6. Op grond van artikel 390 en 391 jo. artikel 382 Rv kan een beschikking die in kracht van gewijsde is gegaan op verzoek van een partij worden herroepen indien: a. deze berust op bedrog door de wederpartij in het geding gepleegd, b. deze berust op stukken, waarvan de valsheid na de beschikking is erkend of bij gewijsde is vastgesteld, of c. de partij na de beschikking stukken van beslissende aard in handen heeft gekregen die door toedoen van de wederpartij waren achtergehouden. Een verzoek tot herroeping van een beschikking moet worden gebracht voor de rechter die in hoogste feitelijke instantie over de zaak heeft geoordeeld (artikel 391 jo. artikel 384 lid 1 Rv). Dit verzoek moet worden gedaan binnen drie maanden nadat de grond voor de herroeping is ontstaan en de verzoeker daarmee bekend is geworden. De termijn vangt niet aan dan nadat de beschikking in kracht van gewijsde is gegaan (artikel 391 jo. artikel 383 lid 2 Rv).

7. Rabobank voert als meest verstrekkend verweer dat [verzoeker] het verzoek tot herroeping niet tijdig heeft ingesteld. Het ‘bewijsstuk’ waarop [verzoeker] zich beroept, is het op 23 juli 2019 uitblijven van toezending van een volmacht. Dat [verzoeker] geen (bewijs van) volmacht zou ontvangen was echter al duidelijk op 10 juli 2018, op welke datum het hof oordeelde dat Rabobank niet verplicht is een volmacht over te leggen, aldus Rabobank.
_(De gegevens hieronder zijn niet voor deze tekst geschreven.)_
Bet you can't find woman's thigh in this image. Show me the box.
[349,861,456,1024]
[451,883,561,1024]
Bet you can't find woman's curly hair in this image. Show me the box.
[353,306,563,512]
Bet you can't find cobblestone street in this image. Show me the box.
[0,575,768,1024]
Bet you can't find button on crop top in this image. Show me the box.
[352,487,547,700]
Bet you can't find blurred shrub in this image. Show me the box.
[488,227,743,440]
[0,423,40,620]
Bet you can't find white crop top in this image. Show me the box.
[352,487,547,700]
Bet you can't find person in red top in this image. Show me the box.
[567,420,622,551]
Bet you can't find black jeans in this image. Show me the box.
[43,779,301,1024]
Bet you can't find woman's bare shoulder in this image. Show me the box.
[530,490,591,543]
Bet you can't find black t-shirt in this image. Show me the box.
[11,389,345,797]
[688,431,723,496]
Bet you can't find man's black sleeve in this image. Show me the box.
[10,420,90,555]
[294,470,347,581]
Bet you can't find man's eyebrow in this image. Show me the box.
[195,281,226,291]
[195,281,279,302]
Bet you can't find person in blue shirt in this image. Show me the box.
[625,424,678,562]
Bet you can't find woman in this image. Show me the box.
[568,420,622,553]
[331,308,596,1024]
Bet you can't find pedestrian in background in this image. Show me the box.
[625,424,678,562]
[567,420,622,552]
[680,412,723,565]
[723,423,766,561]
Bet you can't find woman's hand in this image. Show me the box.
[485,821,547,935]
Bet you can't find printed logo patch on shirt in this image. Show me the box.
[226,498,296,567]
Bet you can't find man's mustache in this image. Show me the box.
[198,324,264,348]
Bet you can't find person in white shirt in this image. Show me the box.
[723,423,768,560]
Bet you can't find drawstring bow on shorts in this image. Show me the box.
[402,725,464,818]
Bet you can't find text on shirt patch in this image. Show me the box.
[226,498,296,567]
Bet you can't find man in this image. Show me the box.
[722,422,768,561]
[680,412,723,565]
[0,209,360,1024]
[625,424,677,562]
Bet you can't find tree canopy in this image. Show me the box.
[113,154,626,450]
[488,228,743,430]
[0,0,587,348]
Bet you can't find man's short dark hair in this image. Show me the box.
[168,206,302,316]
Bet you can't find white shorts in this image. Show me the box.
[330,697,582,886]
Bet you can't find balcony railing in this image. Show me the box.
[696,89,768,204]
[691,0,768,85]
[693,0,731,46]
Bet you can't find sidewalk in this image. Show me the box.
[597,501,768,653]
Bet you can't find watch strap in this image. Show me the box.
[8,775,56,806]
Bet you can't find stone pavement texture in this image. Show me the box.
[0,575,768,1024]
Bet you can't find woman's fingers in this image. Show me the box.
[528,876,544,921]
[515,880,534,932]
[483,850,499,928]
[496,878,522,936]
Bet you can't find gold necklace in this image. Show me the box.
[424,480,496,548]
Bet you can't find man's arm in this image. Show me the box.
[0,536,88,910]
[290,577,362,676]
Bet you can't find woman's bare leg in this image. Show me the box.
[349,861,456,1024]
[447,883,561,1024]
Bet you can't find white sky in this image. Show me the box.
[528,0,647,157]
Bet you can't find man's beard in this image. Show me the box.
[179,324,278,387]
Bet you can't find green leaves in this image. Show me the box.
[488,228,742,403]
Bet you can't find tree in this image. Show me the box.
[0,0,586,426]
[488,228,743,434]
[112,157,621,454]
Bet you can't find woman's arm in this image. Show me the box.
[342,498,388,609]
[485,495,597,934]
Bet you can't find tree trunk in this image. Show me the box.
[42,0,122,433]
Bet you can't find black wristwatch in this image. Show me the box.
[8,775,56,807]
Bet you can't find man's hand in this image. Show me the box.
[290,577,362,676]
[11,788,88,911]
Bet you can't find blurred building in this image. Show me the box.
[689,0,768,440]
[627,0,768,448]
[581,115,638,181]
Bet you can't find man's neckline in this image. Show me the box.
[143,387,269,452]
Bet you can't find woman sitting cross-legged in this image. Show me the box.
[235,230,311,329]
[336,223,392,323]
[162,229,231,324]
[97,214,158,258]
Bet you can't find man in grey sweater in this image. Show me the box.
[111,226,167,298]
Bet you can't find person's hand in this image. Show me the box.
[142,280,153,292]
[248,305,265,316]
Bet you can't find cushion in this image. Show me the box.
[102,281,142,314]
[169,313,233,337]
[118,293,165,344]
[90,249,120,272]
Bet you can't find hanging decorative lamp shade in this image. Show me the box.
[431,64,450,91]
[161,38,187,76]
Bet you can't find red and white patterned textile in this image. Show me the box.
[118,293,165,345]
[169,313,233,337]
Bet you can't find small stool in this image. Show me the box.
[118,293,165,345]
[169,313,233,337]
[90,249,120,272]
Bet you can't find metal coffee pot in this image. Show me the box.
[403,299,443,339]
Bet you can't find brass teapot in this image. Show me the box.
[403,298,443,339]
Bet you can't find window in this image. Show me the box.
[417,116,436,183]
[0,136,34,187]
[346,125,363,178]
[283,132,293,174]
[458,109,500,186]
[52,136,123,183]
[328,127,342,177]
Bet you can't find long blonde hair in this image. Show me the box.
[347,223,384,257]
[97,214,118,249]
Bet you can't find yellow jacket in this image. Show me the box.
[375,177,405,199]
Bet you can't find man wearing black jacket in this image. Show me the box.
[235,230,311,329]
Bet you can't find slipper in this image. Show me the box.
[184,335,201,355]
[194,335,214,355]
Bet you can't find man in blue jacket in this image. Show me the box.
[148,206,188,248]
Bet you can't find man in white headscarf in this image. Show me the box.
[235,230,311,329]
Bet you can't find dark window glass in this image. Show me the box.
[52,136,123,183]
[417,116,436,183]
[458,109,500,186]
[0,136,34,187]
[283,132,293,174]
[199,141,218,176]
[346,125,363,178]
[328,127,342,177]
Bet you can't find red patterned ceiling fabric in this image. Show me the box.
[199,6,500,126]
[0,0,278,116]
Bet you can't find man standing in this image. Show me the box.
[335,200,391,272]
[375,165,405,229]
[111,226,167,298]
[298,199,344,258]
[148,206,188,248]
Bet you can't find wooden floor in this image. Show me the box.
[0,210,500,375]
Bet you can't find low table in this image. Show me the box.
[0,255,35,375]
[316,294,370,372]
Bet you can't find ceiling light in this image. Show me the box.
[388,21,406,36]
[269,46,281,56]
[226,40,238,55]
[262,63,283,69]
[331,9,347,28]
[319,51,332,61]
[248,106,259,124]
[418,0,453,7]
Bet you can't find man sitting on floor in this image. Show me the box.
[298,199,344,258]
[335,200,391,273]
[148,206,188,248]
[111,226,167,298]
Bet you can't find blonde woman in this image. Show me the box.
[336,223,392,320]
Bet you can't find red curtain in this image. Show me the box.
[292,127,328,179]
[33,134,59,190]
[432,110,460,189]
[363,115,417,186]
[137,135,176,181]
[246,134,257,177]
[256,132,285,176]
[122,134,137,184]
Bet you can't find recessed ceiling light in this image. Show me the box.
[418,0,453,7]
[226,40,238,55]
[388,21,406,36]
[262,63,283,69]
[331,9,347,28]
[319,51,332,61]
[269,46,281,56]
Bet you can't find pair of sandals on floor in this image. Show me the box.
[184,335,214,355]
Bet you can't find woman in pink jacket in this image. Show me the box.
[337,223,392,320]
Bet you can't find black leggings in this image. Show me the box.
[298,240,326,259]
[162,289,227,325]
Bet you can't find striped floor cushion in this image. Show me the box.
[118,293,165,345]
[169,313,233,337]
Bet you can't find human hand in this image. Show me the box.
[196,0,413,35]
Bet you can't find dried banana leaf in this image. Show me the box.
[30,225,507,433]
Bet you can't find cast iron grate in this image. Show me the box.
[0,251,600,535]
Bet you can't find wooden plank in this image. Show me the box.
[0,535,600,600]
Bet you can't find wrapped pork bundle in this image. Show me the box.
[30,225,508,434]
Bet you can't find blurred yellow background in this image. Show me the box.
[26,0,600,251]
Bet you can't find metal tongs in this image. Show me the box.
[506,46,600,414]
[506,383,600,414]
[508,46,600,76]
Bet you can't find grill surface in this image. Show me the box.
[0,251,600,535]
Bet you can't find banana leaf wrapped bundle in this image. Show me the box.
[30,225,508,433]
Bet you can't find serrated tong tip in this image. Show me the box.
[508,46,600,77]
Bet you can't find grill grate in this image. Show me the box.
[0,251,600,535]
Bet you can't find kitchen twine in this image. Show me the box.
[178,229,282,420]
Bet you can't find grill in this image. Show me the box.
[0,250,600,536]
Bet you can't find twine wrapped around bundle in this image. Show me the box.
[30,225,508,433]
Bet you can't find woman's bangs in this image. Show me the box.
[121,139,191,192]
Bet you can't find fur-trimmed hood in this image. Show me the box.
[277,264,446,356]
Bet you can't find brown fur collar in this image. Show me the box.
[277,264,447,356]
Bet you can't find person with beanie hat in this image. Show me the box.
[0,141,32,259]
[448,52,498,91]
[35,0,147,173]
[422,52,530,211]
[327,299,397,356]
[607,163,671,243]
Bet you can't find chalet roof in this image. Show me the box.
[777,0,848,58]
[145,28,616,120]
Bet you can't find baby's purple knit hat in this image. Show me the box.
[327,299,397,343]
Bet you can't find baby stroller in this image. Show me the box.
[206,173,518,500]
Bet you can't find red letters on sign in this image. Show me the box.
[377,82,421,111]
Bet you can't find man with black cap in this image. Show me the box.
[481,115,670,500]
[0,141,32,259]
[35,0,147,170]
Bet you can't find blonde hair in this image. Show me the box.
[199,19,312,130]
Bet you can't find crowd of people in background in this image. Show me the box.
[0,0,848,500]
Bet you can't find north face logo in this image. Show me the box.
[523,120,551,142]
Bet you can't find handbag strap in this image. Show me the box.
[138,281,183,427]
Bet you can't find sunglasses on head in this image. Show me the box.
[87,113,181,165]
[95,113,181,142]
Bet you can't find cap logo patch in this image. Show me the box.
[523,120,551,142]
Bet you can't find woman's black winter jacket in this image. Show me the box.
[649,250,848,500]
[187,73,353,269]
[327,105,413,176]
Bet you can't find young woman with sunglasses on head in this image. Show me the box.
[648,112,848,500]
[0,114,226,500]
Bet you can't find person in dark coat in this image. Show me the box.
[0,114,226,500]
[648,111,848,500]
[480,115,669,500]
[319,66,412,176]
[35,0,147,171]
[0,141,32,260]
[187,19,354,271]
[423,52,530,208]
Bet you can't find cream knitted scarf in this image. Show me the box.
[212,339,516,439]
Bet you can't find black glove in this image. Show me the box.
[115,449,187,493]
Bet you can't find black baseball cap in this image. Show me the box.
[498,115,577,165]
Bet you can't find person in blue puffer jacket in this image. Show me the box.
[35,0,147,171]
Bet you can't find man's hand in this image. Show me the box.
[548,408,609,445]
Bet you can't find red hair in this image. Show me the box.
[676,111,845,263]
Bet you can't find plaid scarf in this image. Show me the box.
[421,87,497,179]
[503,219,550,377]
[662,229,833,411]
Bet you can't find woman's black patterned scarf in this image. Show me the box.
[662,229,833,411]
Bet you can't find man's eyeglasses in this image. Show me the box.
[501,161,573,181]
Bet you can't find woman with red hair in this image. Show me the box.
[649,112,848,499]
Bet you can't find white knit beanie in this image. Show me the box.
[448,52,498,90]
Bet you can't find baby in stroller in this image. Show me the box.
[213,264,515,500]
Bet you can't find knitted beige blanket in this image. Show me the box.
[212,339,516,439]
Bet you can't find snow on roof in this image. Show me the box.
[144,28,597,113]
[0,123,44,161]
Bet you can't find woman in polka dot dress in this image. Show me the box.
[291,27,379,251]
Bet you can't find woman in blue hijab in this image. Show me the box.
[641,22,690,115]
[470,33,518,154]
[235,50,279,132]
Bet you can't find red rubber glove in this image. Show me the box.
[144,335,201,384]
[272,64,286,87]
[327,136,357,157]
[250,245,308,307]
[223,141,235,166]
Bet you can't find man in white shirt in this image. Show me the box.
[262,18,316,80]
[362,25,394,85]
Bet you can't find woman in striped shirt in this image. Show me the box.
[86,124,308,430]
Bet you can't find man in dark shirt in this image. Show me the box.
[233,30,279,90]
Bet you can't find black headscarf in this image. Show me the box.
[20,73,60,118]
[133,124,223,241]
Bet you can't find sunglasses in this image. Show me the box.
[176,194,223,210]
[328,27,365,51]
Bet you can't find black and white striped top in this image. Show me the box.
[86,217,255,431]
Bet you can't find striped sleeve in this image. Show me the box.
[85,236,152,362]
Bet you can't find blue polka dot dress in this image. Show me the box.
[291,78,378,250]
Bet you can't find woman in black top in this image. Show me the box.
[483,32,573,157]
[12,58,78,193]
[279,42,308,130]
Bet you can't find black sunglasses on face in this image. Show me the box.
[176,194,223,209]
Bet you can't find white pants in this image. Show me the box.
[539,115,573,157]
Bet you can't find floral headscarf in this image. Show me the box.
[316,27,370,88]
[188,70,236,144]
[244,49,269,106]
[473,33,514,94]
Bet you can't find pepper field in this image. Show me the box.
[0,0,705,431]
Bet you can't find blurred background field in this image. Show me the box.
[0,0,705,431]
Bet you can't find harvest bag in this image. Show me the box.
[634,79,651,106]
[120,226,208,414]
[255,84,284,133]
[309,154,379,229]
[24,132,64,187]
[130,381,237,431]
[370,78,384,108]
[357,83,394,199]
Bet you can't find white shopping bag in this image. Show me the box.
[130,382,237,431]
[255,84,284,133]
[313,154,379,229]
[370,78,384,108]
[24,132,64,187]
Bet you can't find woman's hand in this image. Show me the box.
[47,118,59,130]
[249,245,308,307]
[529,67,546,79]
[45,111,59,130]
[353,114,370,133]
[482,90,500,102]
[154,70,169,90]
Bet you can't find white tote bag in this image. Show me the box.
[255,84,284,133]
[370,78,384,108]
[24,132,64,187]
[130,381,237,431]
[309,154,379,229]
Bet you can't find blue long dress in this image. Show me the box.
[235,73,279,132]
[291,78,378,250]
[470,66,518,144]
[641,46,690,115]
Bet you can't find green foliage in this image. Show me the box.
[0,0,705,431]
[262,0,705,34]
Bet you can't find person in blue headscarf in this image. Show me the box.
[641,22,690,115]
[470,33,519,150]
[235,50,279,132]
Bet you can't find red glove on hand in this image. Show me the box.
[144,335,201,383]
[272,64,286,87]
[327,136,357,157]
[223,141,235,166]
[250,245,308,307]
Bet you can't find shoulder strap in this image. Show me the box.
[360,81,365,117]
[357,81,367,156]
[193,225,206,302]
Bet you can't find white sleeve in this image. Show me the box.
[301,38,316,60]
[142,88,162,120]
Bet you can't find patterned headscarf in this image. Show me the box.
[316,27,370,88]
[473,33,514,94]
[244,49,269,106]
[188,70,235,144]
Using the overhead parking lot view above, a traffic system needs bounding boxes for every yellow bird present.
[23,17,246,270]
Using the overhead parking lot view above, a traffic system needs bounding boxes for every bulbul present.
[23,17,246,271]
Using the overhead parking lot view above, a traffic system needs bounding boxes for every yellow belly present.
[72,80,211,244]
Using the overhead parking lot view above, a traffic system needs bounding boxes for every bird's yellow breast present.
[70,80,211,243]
8. Dit verweer slaagt. Hierbij wordt het volgende in aanmerking genomen. In de beschikking van 10 juli 2018 is geoordeeld dat er geen (ander) bewijs van volmacht behoefde te worden getoond aan [verzoeker]. In elk geval vanaf 14 december 2018, op welke datum de Hoge Raad [verzoeker] niet-ontvankelijk heeft verklaard in zijn cassatieberoep en de beschikking van 10 juli 2018 in kracht van gewijsde is gegaan, had het hem duidelijk kunnen zijn dat er geen nader bewijs van de volmacht zou komen. Onduidelijk is dan waarom 23 juli 2019 – de dag volgend op die waarop de in de sommatiebrief van 7 juli 2019 gestelde termijn was verstreken – als aanvangstijdstip voor de termijn ex artikel 383 Rv zou hebben te gelden en niet op 14 december 2018, dan wel een ander tijdstip na het niet voldoen door GGN aan een nadien gedaan verzoek van [verzoeker] om toezending van de volmacht (bij brieven van 7 maart 2019 of 13 mei 2019). De (onjuiste) conclusie die hij verbindt aan het niet voldoen aan een verzoek tot toezenden van een volmacht – te weten dat er in werkelijkheid geen volmacht is verleend – had door hem dus al veel eerder dan 23 juli 2019 kunnen worden getrokken. Volgens de constructie van [verzoeker] zou hij zelf het moment kunnen kiezen waarop hij bekend is geworden met de grond tot herroeping en de in artikel 383 Rv bedoelde termijn een aanvan g neemt, wat niet de bedoeling van die bepaling kan zijn. In elk geval heeft hij zijn stelling dat hem dit pas op 23 juli 2019 duidelijk is geworden onvoldoende onderbouwd. Een en ander betekent dat het herroepingsverzoek te laat is ingediend. [verzoeker] is dus niet-ontvankelijk in zijn verzoek. Daarom ten overvloede overweegt het hof nog het volgende over de gronden waarop het verzoek tot herroeping is gedaan.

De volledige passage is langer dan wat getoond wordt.